Another view from within the new turn-by-turn functionality, no doubt familiar to regular users of turn-by-turn nav in other programs.Another view from within the new turn-by-turn functionality, no doubt familiar to regular users of turn-by-turn nav in other programs.

A quick run through the app reveals a barter-type system by which the developer awards points for information sharing — Road Hunter is requesting users update parking-lot statuses in a manner similar to what Trucker Path has long done, providing reviews of truck stops to which they’ve been, and the like. Each times users do that, they accrue points associated with their internal profiles — those points, in turn, are what they use to enable the navigation feature.

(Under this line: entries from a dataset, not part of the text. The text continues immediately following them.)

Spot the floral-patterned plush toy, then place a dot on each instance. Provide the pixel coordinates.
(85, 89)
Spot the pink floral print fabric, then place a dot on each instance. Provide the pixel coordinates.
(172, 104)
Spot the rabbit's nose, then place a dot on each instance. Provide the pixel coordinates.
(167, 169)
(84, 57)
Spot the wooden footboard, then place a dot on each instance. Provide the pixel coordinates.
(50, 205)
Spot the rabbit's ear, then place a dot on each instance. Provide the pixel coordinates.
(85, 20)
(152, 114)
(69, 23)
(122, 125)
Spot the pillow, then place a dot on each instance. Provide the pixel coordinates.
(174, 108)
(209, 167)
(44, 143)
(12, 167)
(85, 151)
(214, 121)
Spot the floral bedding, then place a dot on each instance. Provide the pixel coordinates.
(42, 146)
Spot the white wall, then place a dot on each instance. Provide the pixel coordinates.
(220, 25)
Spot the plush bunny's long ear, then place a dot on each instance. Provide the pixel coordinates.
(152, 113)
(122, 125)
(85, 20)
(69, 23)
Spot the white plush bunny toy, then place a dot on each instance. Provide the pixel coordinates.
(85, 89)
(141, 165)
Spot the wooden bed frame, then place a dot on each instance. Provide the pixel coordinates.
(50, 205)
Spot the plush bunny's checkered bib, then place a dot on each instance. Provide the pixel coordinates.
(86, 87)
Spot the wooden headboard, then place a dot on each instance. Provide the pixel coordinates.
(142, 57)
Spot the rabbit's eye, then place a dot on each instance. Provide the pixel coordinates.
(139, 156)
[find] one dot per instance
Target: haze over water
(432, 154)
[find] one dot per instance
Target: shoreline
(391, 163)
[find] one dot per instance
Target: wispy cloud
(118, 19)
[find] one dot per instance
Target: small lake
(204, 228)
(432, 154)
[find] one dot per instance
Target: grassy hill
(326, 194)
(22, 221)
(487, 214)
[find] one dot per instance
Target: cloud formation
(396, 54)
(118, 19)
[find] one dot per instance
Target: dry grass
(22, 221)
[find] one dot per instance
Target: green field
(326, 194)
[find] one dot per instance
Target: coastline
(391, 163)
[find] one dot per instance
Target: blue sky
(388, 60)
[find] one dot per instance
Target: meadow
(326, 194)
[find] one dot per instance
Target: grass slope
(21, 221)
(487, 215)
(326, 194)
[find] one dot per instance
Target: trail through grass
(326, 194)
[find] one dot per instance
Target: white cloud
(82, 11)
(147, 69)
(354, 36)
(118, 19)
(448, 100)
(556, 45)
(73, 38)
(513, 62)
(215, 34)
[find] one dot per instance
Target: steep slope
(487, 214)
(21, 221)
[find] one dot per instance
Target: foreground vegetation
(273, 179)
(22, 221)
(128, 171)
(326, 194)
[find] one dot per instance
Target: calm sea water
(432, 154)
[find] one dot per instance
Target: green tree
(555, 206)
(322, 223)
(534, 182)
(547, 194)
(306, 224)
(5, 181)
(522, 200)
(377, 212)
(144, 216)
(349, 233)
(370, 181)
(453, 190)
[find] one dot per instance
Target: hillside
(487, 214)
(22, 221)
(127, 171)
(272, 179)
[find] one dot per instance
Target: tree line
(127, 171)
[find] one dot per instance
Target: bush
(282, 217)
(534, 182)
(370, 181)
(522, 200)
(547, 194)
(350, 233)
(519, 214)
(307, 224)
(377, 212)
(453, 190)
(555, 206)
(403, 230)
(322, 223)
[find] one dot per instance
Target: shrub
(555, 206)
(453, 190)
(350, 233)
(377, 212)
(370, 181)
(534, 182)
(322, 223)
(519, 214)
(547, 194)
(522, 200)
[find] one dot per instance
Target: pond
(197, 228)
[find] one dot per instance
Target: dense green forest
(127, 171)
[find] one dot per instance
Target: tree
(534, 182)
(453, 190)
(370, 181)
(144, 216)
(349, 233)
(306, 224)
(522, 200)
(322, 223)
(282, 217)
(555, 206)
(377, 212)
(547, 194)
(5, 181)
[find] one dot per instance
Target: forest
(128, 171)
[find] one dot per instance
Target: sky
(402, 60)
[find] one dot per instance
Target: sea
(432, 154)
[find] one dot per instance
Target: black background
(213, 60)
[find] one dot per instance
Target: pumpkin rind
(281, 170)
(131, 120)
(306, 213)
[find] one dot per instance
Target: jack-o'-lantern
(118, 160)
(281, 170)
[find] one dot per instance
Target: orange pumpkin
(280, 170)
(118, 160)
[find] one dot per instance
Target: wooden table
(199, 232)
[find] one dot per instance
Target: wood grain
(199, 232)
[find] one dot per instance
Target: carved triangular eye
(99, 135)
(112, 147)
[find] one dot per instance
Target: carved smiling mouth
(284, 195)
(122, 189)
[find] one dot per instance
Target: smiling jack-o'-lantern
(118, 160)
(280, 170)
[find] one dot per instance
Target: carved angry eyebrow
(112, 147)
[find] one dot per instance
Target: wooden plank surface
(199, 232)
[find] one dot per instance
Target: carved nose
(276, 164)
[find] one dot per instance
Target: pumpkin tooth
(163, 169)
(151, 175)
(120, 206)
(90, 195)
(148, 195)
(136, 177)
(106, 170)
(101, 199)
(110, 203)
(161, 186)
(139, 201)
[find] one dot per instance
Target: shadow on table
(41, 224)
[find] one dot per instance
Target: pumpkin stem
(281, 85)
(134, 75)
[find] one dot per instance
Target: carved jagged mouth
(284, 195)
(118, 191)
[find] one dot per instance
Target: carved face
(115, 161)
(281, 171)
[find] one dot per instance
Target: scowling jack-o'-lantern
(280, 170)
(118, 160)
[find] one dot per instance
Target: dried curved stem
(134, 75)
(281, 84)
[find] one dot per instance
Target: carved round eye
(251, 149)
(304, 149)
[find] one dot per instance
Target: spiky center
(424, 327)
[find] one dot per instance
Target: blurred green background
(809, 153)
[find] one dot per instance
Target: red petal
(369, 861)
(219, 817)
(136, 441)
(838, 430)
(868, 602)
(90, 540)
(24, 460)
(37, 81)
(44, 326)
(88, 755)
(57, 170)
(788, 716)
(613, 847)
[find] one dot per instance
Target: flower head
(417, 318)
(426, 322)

It’s an interesting system, and with luck and more use by subsets of operators without truck-specific navigation, it might well help more avoid — yes, yet another instance of such here — plunging their rigs into rivers after collapsing 6-ton bridges with their 40-ton combos while following consumer-targeted GPS navigation.

As development continues for the app, launched initially with the needs in mind of a close community of drivers in the United States Dzarasov fell in with after growing up largely in North Ossetia in Russia, Dzarasov says he’s planning some level of integration with various products and transportation management software in use by drivers and small fleet owners with hopes of delivering on the promise of no-cost truck-specific navigation for most “all U.S. truck drivers.”